Here we get the cumulative error rate for the first 10 trees

predict(o,get.tree=1:10,block.size=1)$err.rate[1:10]
[1] 0.2714395 0.2423318 0.2383721 0.2276816 0.2314720 0.2241849 0.2209717 0.2072547 0.1982001 0.1942955

If you want to use the Brier score, then here's an example where we extract the OOB ensemble made up of the first 10 trees and then apply the pre-built function to it:

p <- get.brier.survival(predict(o,get.tree=1:10)) plot(p$brier.score,type="l")

For you last question (#3) unfortunately the C-index is the only available metric for survival, so all downstream performance values (like VIMP) are based on the C-index.

JieyingJiao commented 1 year ago

You should turn off all performance during training using the option perf.type="none" and then extract what you want later using the predict function. A key is that the latter function has option get.tree which allows you to pull single or ensemble trees over which you can then extract information, either using built in values, or by applying external functions.
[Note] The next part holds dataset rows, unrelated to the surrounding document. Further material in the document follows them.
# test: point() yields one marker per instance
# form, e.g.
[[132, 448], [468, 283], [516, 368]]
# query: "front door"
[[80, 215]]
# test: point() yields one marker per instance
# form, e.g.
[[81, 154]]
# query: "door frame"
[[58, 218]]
Here's an example for pulling the C-error rate from the first 10 trees where performance is off during training.

data(pbc)
o <- rfsrc(Surv(days, status) ~ ., pbc, perf.type ="none")
predict(o,get.tree=1:10,block.size=10)$err.rate[10]
[1] 0.1942955

Here we get the cumulative error rate for the first 10 trees

predict(o,get.tree=1:10,block.size=1)$err.rate[1:10]
[1] 0.2714395 0.2423318 0.2383721 0.2276816 0.2314720 0.2241849 0.2209717 0.2072547 0.1982001 0.1942955

If you want to use the Brier score, then here's an example where we extract the OOB ensemble made up of the first 10 trees and then apply the pre-built function to it:

p <- get.brier.survival(predict(o,get.tree=1:10)) plot(p$brier.score,type="l")

For you last question (#3) unfortunately the C-index is the only available metric for survival, so all downstream performance values (like VIMP) are based on the C-index.

Thanks a lot for the response. For the last question about VIMP, I think the VIMP is also turned off if using perf.type = 'none'. Is there also a way to calculate VIMP after the model fitting with performance turned off, and using self-defined external function for c-index while calculate VIMP? I guess the function vimp() and subsample() only works for the model object that has vimp turned on.

ishwaran commented 1 year ago

Yes, you can retrieve VIMP using the predict function using the get.tree option. You should see the help file because there's a bunch of examples illustrating this.